I saw on the
news that it was one hundred and eighteen degrees out where my brother lived. I
called him up to see how he was doing.
"Well, it's definitely hot," he
said," and chuckled, I'm sure imagining my horror. He knew I wasn't a fan
of hot weather, even less so when it was ultra-hot like he was experiencing. He
paused for a moment and then piled it on, "Yeah, the cactus are wilting,
my pool's like a hot tub and you can fry an egg on the sidewalk. It
sizzles."
Brutal. I wondered if he was joking,
but, honestly, I couldn't tell. "Sounds like hell to me," I tell him.
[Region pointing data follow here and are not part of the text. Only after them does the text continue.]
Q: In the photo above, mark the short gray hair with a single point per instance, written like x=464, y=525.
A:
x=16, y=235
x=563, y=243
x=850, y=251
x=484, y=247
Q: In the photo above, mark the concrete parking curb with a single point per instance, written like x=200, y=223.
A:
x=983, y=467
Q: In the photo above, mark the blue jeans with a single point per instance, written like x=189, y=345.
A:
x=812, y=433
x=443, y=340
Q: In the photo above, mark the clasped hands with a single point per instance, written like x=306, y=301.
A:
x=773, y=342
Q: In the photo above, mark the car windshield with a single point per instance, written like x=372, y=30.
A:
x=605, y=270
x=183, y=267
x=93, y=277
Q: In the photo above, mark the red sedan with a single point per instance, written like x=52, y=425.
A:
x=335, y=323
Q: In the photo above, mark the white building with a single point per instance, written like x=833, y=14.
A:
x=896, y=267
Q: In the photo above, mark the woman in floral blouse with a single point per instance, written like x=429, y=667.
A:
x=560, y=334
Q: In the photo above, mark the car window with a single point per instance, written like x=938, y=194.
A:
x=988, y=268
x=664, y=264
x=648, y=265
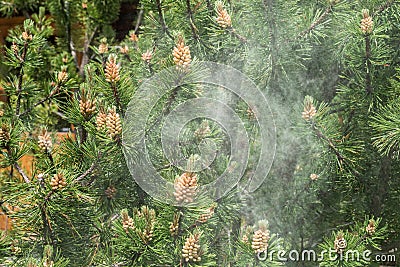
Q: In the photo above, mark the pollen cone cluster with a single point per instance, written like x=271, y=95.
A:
x=367, y=23
x=127, y=221
x=4, y=136
x=147, y=56
x=174, y=226
x=181, y=54
x=103, y=47
x=185, y=187
x=58, y=181
x=309, y=110
x=112, y=69
x=110, y=192
x=62, y=76
x=203, y=130
x=260, y=240
x=340, y=243
x=113, y=123
x=87, y=106
x=45, y=142
x=206, y=215
x=191, y=249
x=370, y=229
x=101, y=119
x=223, y=19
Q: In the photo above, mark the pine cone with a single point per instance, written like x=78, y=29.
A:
x=370, y=229
x=58, y=182
x=101, y=120
x=124, y=49
x=309, y=110
x=314, y=176
x=147, y=56
x=133, y=37
x=203, y=130
x=45, y=142
x=87, y=106
x=4, y=136
x=14, y=48
x=185, y=187
x=112, y=69
x=174, y=226
x=62, y=76
x=103, y=47
x=260, y=240
x=127, y=221
x=26, y=36
x=113, y=123
x=110, y=192
x=207, y=215
x=340, y=243
x=181, y=54
x=367, y=23
x=191, y=249
x=223, y=19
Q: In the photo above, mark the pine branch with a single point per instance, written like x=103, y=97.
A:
x=40, y=101
x=368, y=86
x=22, y=173
x=191, y=20
x=162, y=19
x=87, y=172
x=383, y=7
x=20, y=76
x=313, y=25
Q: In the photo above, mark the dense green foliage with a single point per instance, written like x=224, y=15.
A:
x=329, y=69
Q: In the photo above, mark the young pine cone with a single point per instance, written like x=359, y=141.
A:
x=127, y=221
x=147, y=56
x=62, y=76
x=103, y=47
x=101, y=120
x=174, y=226
x=4, y=136
x=124, y=49
x=87, y=106
x=370, y=229
x=185, y=187
x=309, y=110
x=223, y=19
x=113, y=123
x=133, y=37
x=203, y=130
x=191, y=249
x=181, y=54
x=207, y=215
x=340, y=243
x=45, y=142
x=112, y=69
x=260, y=240
x=58, y=181
x=367, y=23
x=110, y=192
"I'm only partially kidding.
It's not so bad. It's a dry heat," he said, and laughed again. "I go
for my run at five in the morning when it's only ninety degrees or so." I
could see him grinning on the phone. Sweating and grinning. He loved it out
there in the desert heat.
Later, after I hung up, I stepped
outside into the cool shade of the woods of my northern Minnesota home. This time of year our
biggest concern is getting eaten alive by insects. However, wasn't the buzzing
of bugs I heard just then, but the sizzling of that egg on that scorching desert
sidewalk outside my brother's house, frying in my ears. The sound didn't leave
until long after the stars had come out, blanketing the sky, and a fresh breeze
had blown in off the lake, cooling my skin, driving the memory of that desert
heat far, far away, back to where it belonged.